Not altogether unsurprisingly, the only neighbouring country not to send a get well card has been Turkey, whose Kurdish problem has materialised like an obstinate ghost at every major strategic turning point in its 83-year history.
From Ankara's perspective the single most important security issue to arise from the toppling of Saddam Hussein has been the growing autonomy of Iraq's Kurdish north.
A federal - worse, an independent - Iraqi Kurdistan, Ankara fears, not without reason, would have a knock-on effect on Turkey's large and discontented Kurdish minority.
This is the fear that lay behind top Turkish general Yasar Buyukanit's remarks in Washington earlier this month that Turkey was facing more threats to its national security than at any time in its modern history.
His outburst was the first shot of a broadside that appears to have scuppered feeble efforts by Turkey's elected government (backed by Washington) to begin discussions with Iraqi Kurdish leaders. Talks would primarily have been about what to do with 5,000 Turkish Kurdish separatists hiding out in northern Iraq's mountains.
Foreign minister Abdullah Gul was last week insisting Turkey should even talk to its enemies.
Yesterday he described Iraqi Kurdish leader Massud Barzani as an "irresponsible . . . adventurer". With Turkish troops lined up on the Iraqi border and Turkish newspapers discussing if Turkey should invade to prevent Kurds getting control of oil-rich Kirkuk, tensions are high.
A Turkish Kurdish leader was arrested last week for saying that Turkey's Kurds "would consider an attack on Kirkuk as an attack on" themselves.
Don't fall for the declamatory nature of Turkish politics, Turkish commentators say.
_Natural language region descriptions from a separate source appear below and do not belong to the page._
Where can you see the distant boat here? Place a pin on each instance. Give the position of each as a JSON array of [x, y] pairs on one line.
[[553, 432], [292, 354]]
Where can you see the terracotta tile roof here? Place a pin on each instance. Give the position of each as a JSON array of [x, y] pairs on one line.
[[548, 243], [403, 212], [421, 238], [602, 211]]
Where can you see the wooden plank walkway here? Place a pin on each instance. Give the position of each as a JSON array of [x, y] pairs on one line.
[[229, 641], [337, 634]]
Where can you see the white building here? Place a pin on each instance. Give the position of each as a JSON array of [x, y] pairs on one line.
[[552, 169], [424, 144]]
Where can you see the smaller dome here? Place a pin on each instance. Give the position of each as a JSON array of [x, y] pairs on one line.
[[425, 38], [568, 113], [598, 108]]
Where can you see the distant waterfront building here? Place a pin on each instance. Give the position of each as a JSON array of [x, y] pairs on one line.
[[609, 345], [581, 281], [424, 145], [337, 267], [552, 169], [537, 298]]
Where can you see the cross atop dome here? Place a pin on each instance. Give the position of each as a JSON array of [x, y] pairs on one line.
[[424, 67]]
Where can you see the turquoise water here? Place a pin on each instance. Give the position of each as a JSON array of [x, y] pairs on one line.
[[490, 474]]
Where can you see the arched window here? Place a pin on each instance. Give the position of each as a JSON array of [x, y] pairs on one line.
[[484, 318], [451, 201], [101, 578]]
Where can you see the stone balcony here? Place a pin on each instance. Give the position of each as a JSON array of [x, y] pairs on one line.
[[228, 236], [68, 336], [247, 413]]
Almost all of this foreign policy noise is actually part of a struggle for domestic control between the religious-minded government and secularists led by the army.
"They're like village kids throwing stones at each other," says Mehmet Ali Birand, a veteran political commentator.
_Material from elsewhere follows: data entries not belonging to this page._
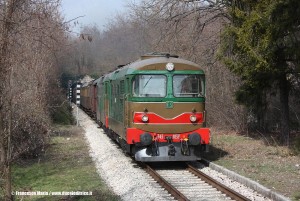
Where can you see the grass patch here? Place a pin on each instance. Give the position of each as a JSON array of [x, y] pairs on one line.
[[65, 166]]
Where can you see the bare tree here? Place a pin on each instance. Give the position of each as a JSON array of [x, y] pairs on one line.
[[30, 33]]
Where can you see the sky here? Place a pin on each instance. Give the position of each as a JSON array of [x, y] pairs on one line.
[[95, 12]]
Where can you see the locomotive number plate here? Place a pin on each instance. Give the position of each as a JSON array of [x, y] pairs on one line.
[[169, 104]]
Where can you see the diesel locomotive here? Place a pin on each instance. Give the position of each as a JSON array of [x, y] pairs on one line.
[[154, 108]]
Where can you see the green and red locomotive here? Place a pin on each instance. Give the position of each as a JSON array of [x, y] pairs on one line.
[[154, 108]]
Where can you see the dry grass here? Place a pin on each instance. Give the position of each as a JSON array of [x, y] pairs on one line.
[[260, 158]]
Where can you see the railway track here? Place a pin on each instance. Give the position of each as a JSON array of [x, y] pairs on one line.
[[188, 183]]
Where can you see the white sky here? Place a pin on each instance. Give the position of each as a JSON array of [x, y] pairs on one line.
[[95, 12]]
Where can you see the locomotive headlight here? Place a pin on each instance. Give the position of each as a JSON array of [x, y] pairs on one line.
[[193, 118], [145, 118], [170, 66]]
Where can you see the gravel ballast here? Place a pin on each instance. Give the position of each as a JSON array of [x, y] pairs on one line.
[[125, 178], [118, 170]]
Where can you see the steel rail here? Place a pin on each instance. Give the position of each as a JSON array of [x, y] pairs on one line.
[[166, 185], [229, 192]]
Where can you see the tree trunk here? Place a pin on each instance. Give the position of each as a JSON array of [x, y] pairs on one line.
[[284, 101]]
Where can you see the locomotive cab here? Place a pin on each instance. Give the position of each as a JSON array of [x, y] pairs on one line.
[[167, 113], [155, 108]]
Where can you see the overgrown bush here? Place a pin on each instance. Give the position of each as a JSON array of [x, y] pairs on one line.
[[63, 115]]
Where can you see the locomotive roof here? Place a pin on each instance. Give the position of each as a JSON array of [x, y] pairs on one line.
[[150, 61]]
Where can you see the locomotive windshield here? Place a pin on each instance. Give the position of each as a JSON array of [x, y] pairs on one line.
[[188, 85], [149, 86]]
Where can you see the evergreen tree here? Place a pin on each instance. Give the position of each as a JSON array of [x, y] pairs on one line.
[[261, 45]]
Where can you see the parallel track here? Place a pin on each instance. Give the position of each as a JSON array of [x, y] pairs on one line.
[[191, 184]]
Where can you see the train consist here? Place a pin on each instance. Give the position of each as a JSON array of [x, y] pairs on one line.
[[154, 108]]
Current prime minister Tayyip Erdogan is thinking of running in April's presidential elections. The army, deeply suspicious of him, is determined to stop him.
Columnist Cengiz Candar does not expect any change in the medium term. "Turkish policy- making has pretty much ground to a halt until parliamentary elections" this November, he thinks.
Former Clinton administration adviser Henry Barkey thinks Turkey's ideological rigidity over Iraq's Kurds is a great pity.
"An Iraq where Kirkuk is in Kurdish hands is in Turkey's interests," he says. It could act as a secular shield between Turkey and what looks increasingly likely to be a religious administration in the Shia-controlled south. It would be of huge economic benefit. Above all, "northern Iraq needs Turkey".